Concern or opportunity for SAP and Oracle
The new company will immediately have available additional investment funds for further expansion. SAP and Oracle may find this a concern. It will mean that Rimini Street could open up in new markets and expand faster in existing ones. Rimini Street delivers maintenance and support services for SAP and Oracle software at a fraction of the cost of direct services from the two ERP giants.
What Rimini Street does not appear to have done is protect its shares in the same way as Workday did when it went public. It is possible that Oracle or SAP could purchase the company. Although, given the acrimonious relationship history between them this would not be a white knight acquisition. This would also likely not end the problem entirely.
Great opportunity for Rimini Street
This deal will squash any remaining doubts about the stability of Rimini Street that might have lingered on after the conclusion of the trial between them and Oracle. That left Rimini Street with a large settlement to make. That was largely covered by a funding round that raised $125 million in June 2016 led by Colbeck.
Rimini Street hasn’t looked back since, enjoying 45 quarters of successive growth. Its estimated revenue for 2018 is $295 million, this equates to a valuation of 2.8x. Seth A. Ravin, founder, CEO and Chairman of Rimini Street commented: “We believe that having a public company structure will further fuel our growth by facilitating additional sales opportunities and providing additional capital market access. We are pleased to enter into this transaction and work with GP Investments, Ltd. as a new investor and business partner with a proven track record of providing value to growth companies.”
GP Investments last minute or the right buy
The deal is right at the boundary of the timeline that GPIAC set themselves for completing the merger or acquisition. In fact, its board will already need to agree an extension to their existing terms to accommodate the likely timeline. This shouldn’t be a problem as they have already agreed to the merger. It demonstrates perhaps the difficulty the company had in finding the right target to invest in over that two year period. It will be interesting to see whether GP Investment recreate another vehicle to do the same thing.
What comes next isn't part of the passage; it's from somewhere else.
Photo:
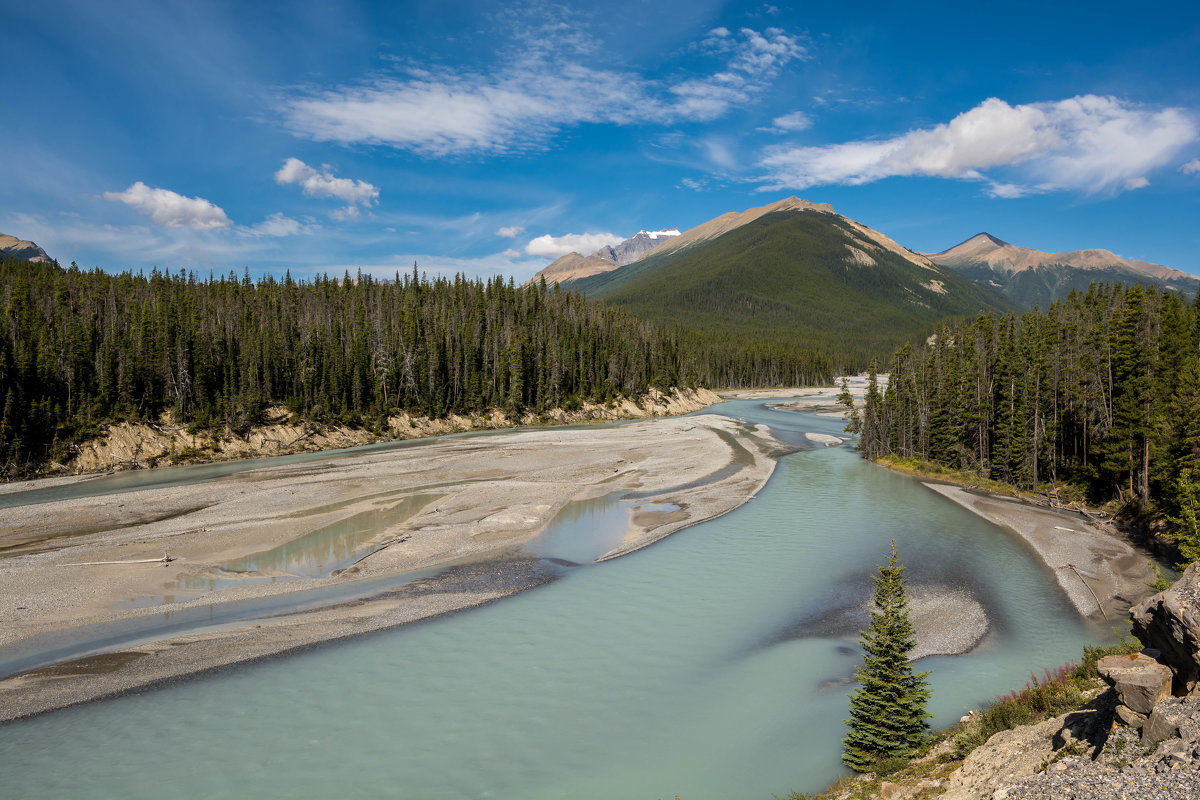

Antonio Bonchristiano, CEO of GPIAC and GP Investments, Ltd is clearly delighted that he has finally found a company commenting: “As a high-growth company capitalizing on a large, global addressable market, Rimini Street presents an attractive investment opportunity. The Company’s client value proposition, seasoned management team, track record of execution and years of consecutive growth are very compelling. Rimini Street is a proven innovator and market disruptor.”
Good deal for Rimini Street?
Yes, for Rimini Street this is a great deal. They are now a public company and that will help open the doors to larger firms in the future. It is also a deal that sees control of the company retained by the current owners and leadership. How good the deal is for both sides will only truly be known once the market fluctuations have settled the share price in 2018. For Oracle and SAP it will also indicate that they may want to accelerate the move of their legacy clients to cloud based subscription models. This is not a quick or easy task and they cannot drag every company into the cloud quickly.
It will be interesting to see how quickly Rimini Street can grow revenues following the merger in 2018. More intriguing is how will it impact Oracle and SAP legacy software revenues. Most business won by Rimini Street has an immediate impact on those of SAP or Oracle. Especially as those revenues climb towards the $1 billion mark.
Ironically for Oracle and SAP, as the legacy issue diminishes, there will come a tipping point where Oracle and SAP will need to consider exactly how they support those legacy systems themselves and sunset their own support. The cost of maintaining that support is huge. As their own contractual commitments diminish, it will be interesting to see what happens. There will come a point where Rimini Street might be supporting more PeopleSoft installations than Oracle for example. As its importance to Oracle diminishes what will they do?